[coreboot] EHCI debug port finder

Carl-Daniel Hailfinger c-d.hailfinger.devel.2006 at gmx.net
Tue Sep 9 04:05:43 CEST 2008

On 09.09.2008 03:53, Corey Osgood wrote:
> On Mon, Sep 8, 2008 at 9:48 PM, Joseph Smith <joe at settoplinux.org> wrote:
>> On Tue, 09 Sep 2008 03:31:00 +0200, Carl-Daniel Hailfinger
>> <c-d.hailfinger.devel.2006 at gmx.net> wrote:
>>> I wanted to know which physical port of my multiple USB controllers have
>>> the debug capability. There was no way to find that easily, so I created
>>> a tool which will do most of the work for the user.
>>> Example output:
>>> The following PCI devices support a USB debug port (says lspci):
>>> 0000:00:1d.7
>>> The following PCI devices support a USB debug port (says the kernel):
>>> 0000:00:1d.7
>>> PCI device 0000:00:1d.7, USB bus 3, USB physical port 1
>>> Currently connected high-speed devices:
>>> /:  Bus 03.Port 1: Dev 1, Class=root_hub, Driver=ehci_hcd/6p, 480M
>>>     |__ Port 2: Dev 20, If 0, Class=stor., Driver=usb-storage, 480M
>>> The output can be improved, but it's a good start.

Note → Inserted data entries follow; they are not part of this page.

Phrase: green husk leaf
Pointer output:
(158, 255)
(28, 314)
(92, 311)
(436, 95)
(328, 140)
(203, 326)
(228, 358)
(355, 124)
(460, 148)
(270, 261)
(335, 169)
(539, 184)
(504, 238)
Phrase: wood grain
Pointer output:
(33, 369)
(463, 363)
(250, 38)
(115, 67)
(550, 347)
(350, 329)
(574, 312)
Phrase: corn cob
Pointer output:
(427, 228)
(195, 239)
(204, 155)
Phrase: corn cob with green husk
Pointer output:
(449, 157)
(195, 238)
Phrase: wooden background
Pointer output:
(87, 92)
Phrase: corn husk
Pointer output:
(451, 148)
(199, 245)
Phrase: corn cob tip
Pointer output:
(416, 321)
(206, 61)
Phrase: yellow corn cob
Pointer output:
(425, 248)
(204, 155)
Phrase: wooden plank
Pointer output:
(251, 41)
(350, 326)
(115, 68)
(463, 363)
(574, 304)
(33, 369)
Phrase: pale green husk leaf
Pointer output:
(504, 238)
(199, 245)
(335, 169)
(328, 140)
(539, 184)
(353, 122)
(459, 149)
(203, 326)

>> Doesn't lspci -vvv tell you? It does for me on the ICH4
>> 00:1d.7 USB Controller: Intel Corp. 82801DB/DBM (ICH4/ICH4-M) USB2 EHCI
>> Controller (rev 02) (prog-if 20 [EHCI])

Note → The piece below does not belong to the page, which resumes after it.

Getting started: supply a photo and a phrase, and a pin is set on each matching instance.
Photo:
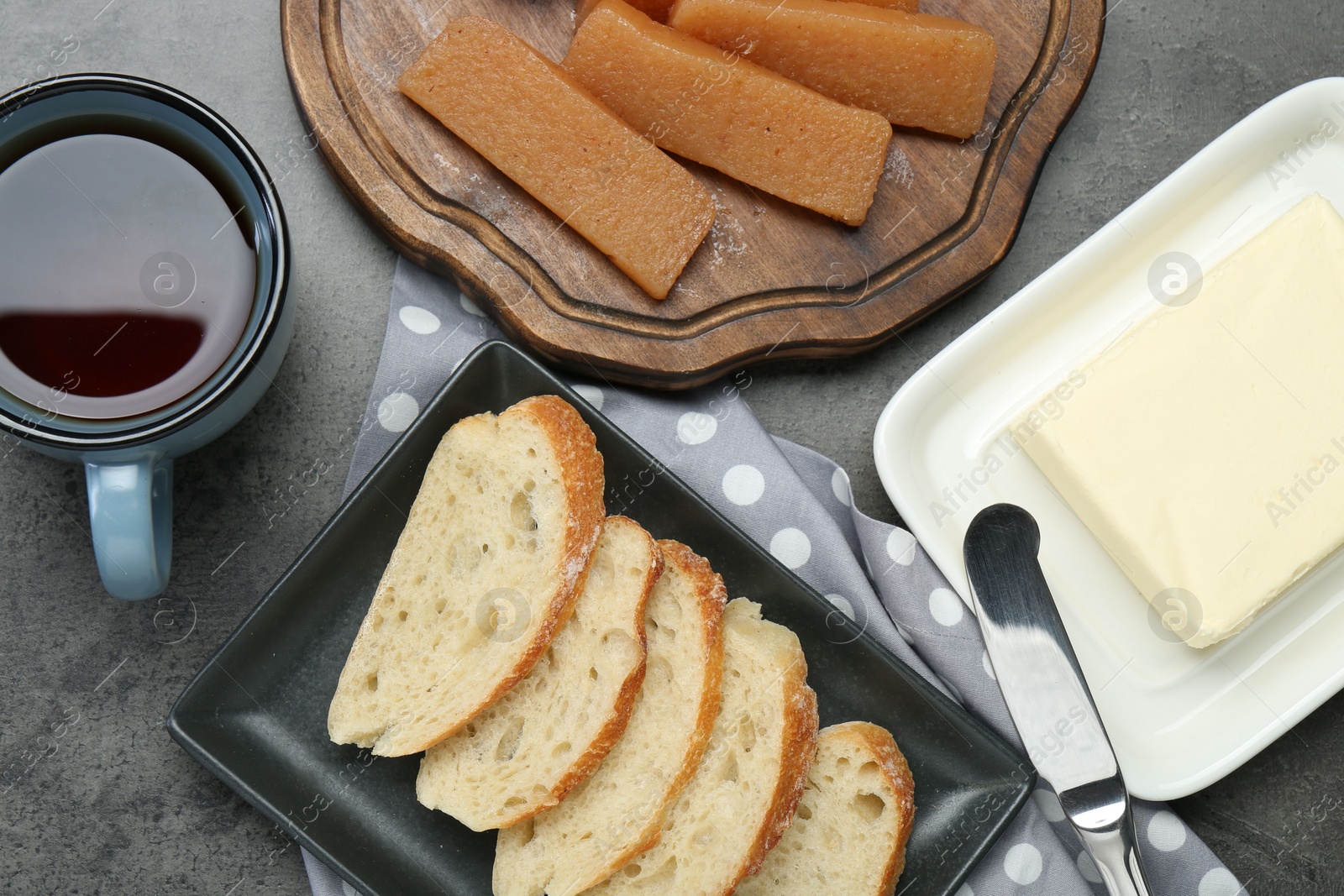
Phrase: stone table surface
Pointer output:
(118, 808)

>>        Subsystem: Unknown device bc8a:4610
>>        Control: I/O- Mem+ BusMaster+ SpecCycle- MemWINV- VGASnoop- ParErr-
>> Stepping- SERR- FastB2B-
>>        Status: Cap+ 66Mhz- UDF- FastB2B+ ParErr- DEVSEL=medium >TAbort- <TAbort-
>> <MAbort- >SERR- <PERR-
>>        Latency: 0
>>        Interrupt: pin D routed to IRQ 11
>>        Region 0: Memory at feb7fc00 (32-bit, non-prefetchable) [size=1K]

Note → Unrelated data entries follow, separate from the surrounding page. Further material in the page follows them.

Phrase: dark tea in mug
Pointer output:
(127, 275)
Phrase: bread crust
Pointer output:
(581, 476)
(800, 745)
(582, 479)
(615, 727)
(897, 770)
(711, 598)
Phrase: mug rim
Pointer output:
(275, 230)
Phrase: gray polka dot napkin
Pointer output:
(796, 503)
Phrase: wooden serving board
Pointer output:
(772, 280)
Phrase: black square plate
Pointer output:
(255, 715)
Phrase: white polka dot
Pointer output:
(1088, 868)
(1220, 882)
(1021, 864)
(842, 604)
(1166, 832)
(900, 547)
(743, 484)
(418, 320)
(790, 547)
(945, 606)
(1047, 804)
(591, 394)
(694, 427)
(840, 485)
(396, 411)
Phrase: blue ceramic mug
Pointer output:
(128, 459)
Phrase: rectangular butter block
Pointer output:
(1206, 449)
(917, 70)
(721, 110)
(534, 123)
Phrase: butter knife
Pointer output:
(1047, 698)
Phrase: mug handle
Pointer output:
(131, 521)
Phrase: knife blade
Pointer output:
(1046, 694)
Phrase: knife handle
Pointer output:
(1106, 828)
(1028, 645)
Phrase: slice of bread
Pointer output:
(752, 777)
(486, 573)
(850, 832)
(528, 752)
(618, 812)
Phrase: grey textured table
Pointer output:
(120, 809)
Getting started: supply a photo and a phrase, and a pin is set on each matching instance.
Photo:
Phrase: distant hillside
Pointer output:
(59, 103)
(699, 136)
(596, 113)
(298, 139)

>>        Capabilities: [50] Power Management version 2
>>                Flags: PMEClk- DSI- D1- D2- AuxCurrent=375mA
>> PME(D0+,D1-,D2-,D3hot+,D3cold+)
>>                Status: D0 PME-Enable- DSel=0 DScale=0 PME-
>>        Capabilities: [58] Debug port
> But IIRC, only the first port on the controller works as a debug port,
> and Carl-Daniel's program will let you figure out exactly which port
> that is, by swapping a USB device between the two ports. Right?

Yes. However, that "first port" limitation does not exist, so you need
to retrieve the number of the debug port. And for multiple USB
controllers locating the right physical port is downright exhausting.

I'd be interested in the output of my script on your machines and
whether it helped you find the right physical port.